By 1991, the Clarks had moved to Corpus Christi. Richell and Phillip came to visit, with their firstborn son, Joseph.

It was then that Mrs. Clark got her first glimpse of Richell's rise to royalty. She asked Richell to clean up the kitchen and Phillip looked at her as if Richell was too elite to clean. He did it instead, but Mrs. Clark wasn't satisfied; she made Richell do a more thorough job.

It was during that same visit that Richell revealed her identity. "She said that the spirit came to her and she said it was Jesus and that she was his queen. At the time, I didn't know what to make of it. I said, "Richell, now you know better than that. You know Jesus didn't have a queen.' She didn't want to talk to me anymore."

* * *

Now that they know about Richell's imprisonment, her family wants to reach out to her. Mrs. Clark, 59, said she would like custody of her three grandchildren.

But Richell, who was transferred recently to the Broward Correctional Institution, considers her family now to be her husband, children and loyal followers. They are intertwined by a strong bond. After their arrests, her servants said that their queen told them they had God's permission to plunder the earth and they should get more aggressive in collecting "donations." They used the money for group living expenses, including a stay at the Don CeSar Beach Resort on St. Pete Beach.

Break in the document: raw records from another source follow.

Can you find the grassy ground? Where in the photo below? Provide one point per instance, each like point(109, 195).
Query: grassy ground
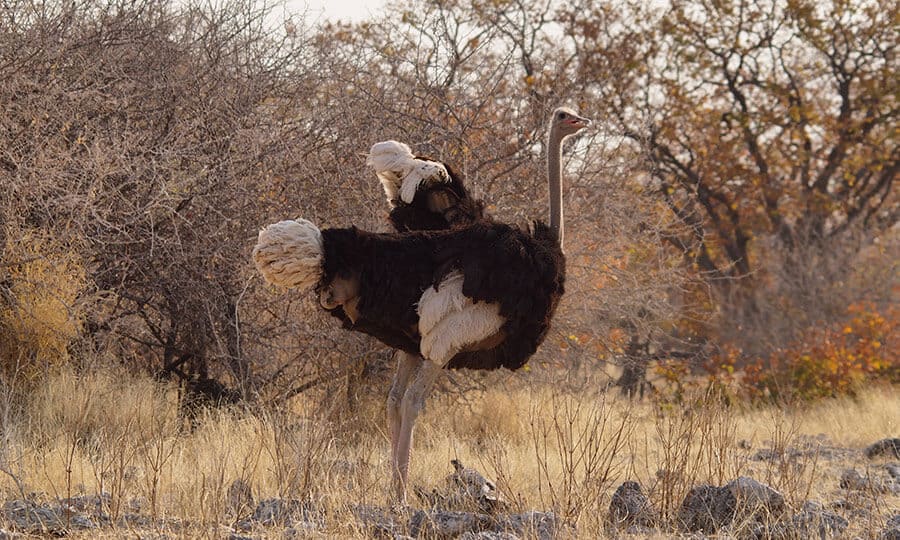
point(546, 449)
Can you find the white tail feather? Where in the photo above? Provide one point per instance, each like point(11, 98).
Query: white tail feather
point(400, 172)
point(289, 254)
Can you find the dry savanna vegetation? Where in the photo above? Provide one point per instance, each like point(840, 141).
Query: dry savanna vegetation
point(731, 305)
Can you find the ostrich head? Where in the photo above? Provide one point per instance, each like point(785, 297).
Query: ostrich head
point(565, 122)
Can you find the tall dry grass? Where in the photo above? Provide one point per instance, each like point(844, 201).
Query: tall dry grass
point(546, 449)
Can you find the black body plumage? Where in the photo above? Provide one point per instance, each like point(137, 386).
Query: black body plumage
point(522, 271)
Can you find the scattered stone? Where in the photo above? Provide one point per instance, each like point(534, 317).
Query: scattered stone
point(487, 535)
point(285, 512)
point(238, 499)
point(893, 469)
point(755, 501)
point(813, 521)
point(443, 524)
point(706, 508)
point(630, 507)
point(816, 522)
point(33, 519)
point(95, 504)
point(884, 447)
point(464, 490)
point(533, 524)
point(376, 521)
point(853, 481)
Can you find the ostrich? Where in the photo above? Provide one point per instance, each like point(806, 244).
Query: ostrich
point(480, 295)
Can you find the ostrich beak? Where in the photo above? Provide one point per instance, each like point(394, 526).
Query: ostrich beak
point(580, 122)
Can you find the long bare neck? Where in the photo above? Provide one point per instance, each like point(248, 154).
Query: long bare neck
point(554, 177)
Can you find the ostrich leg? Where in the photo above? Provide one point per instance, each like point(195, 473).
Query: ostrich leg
point(406, 366)
point(412, 403)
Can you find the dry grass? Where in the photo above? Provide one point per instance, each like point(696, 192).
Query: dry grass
point(545, 448)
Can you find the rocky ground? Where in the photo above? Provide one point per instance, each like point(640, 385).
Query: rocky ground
point(468, 507)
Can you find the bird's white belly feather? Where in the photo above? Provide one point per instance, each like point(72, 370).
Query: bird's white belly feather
point(449, 321)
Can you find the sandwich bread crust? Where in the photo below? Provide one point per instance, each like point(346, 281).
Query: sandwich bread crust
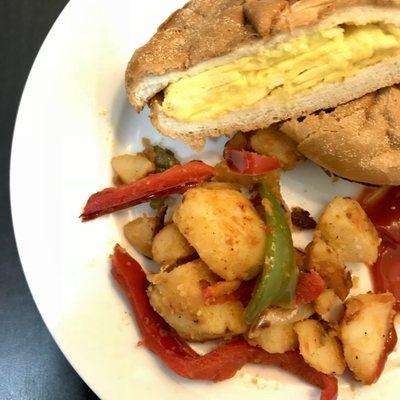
point(359, 140)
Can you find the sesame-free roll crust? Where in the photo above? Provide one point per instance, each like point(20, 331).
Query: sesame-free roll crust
point(359, 140)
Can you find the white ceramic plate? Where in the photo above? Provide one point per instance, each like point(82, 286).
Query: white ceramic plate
point(73, 116)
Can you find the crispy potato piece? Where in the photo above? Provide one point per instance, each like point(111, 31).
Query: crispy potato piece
point(169, 246)
point(319, 349)
point(323, 259)
point(278, 338)
point(177, 297)
point(274, 329)
point(220, 185)
point(140, 233)
point(300, 258)
point(366, 324)
point(345, 226)
point(131, 167)
point(225, 229)
point(329, 306)
point(278, 315)
point(272, 142)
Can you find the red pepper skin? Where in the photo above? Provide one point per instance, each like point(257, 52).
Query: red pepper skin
point(219, 364)
point(249, 163)
point(174, 180)
point(309, 287)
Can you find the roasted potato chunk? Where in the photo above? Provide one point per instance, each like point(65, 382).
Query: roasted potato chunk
point(177, 297)
point(272, 142)
point(319, 349)
point(278, 315)
point(364, 330)
point(274, 329)
point(220, 185)
point(323, 259)
point(140, 233)
point(225, 229)
point(131, 167)
point(169, 246)
point(278, 338)
point(345, 226)
point(329, 306)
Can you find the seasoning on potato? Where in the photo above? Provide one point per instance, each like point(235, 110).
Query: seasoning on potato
point(225, 229)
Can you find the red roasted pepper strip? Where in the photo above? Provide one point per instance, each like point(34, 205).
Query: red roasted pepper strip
point(174, 180)
point(156, 335)
point(309, 287)
point(249, 163)
point(219, 364)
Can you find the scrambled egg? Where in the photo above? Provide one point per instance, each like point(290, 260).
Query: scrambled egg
point(285, 69)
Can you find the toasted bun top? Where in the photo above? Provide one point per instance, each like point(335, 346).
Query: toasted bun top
point(359, 140)
point(205, 29)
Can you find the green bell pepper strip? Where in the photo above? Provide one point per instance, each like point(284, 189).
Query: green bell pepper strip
point(278, 280)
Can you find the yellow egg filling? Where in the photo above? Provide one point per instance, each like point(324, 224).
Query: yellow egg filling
point(322, 57)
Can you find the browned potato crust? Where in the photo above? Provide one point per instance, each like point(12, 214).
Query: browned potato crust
point(278, 338)
point(323, 259)
point(177, 297)
point(272, 142)
point(169, 246)
point(363, 331)
point(225, 229)
point(319, 349)
point(131, 167)
point(345, 226)
point(140, 233)
point(329, 306)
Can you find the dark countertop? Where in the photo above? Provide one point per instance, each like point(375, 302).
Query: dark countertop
point(31, 365)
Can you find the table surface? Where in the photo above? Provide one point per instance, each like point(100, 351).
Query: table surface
point(31, 365)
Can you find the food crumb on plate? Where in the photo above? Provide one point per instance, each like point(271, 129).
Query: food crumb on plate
point(258, 381)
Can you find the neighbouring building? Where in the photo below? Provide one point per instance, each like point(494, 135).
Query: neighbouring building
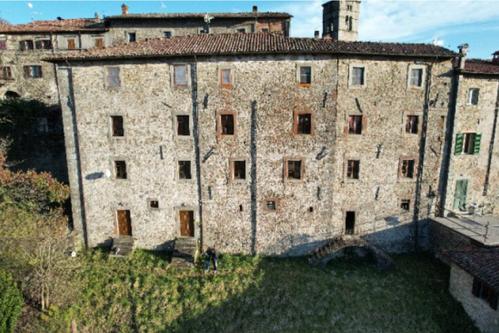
point(254, 142)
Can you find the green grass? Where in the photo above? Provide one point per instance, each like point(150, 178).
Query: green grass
point(252, 294)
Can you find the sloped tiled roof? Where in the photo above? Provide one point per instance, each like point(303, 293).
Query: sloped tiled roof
point(482, 263)
point(63, 25)
point(477, 66)
point(250, 44)
point(200, 15)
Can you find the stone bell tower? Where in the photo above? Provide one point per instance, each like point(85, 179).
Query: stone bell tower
point(340, 19)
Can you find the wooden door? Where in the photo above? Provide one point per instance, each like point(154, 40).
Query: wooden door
point(460, 194)
point(186, 223)
point(124, 223)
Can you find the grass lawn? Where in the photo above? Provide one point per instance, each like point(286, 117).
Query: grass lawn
point(252, 294)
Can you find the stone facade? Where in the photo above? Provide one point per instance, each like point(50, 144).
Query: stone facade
point(461, 283)
point(265, 98)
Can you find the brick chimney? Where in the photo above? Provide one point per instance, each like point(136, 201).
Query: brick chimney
point(463, 52)
point(124, 9)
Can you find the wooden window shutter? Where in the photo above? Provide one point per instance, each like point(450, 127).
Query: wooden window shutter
point(476, 144)
point(458, 149)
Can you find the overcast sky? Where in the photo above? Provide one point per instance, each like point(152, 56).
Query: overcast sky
point(445, 22)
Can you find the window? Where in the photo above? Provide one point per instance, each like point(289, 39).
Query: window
point(71, 43)
point(34, 71)
point(473, 95)
point(482, 290)
point(358, 76)
point(305, 75)
point(355, 125)
point(120, 169)
point(43, 44)
point(271, 205)
point(26, 45)
point(416, 77)
point(99, 42)
point(405, 204)
point(303, 123)
point(117, 125)
point(227, 124)
point(183, 125)
point(5, 73)
point(411, 125)
point(180, 75)
point(113, 77)
point(239, 170)
point(184, 170)
point(294, 169)
point(353, 169)
point(349, 223)
point(467, 143)
point(407, 168)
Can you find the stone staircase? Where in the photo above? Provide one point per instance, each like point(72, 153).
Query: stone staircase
point(122, 246)
point(325, 253)
point(184, 252)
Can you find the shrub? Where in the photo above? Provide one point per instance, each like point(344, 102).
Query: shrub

Phillip, 39, was never charged with any crime. He was last known to be living somewhere in Fort Myers with Nirishi, Richell's maidservant. Phillip could not be located for comment.

Richell hopes to win her appeal, be released from prison and take her ministry to Africa. The state of Florida has custody of Richell and Phillip's three children. Family members of the other children also are seeking custody and fighting legal battles.

"I'm just sorry for the people who got involved," Mrs. Clark said. "And the children."

Mr. Clark just wishes his daughter would pray. "If you're prayer-minded, then you're listening to the Lord and the Lord is in control of your life. It's just that simple."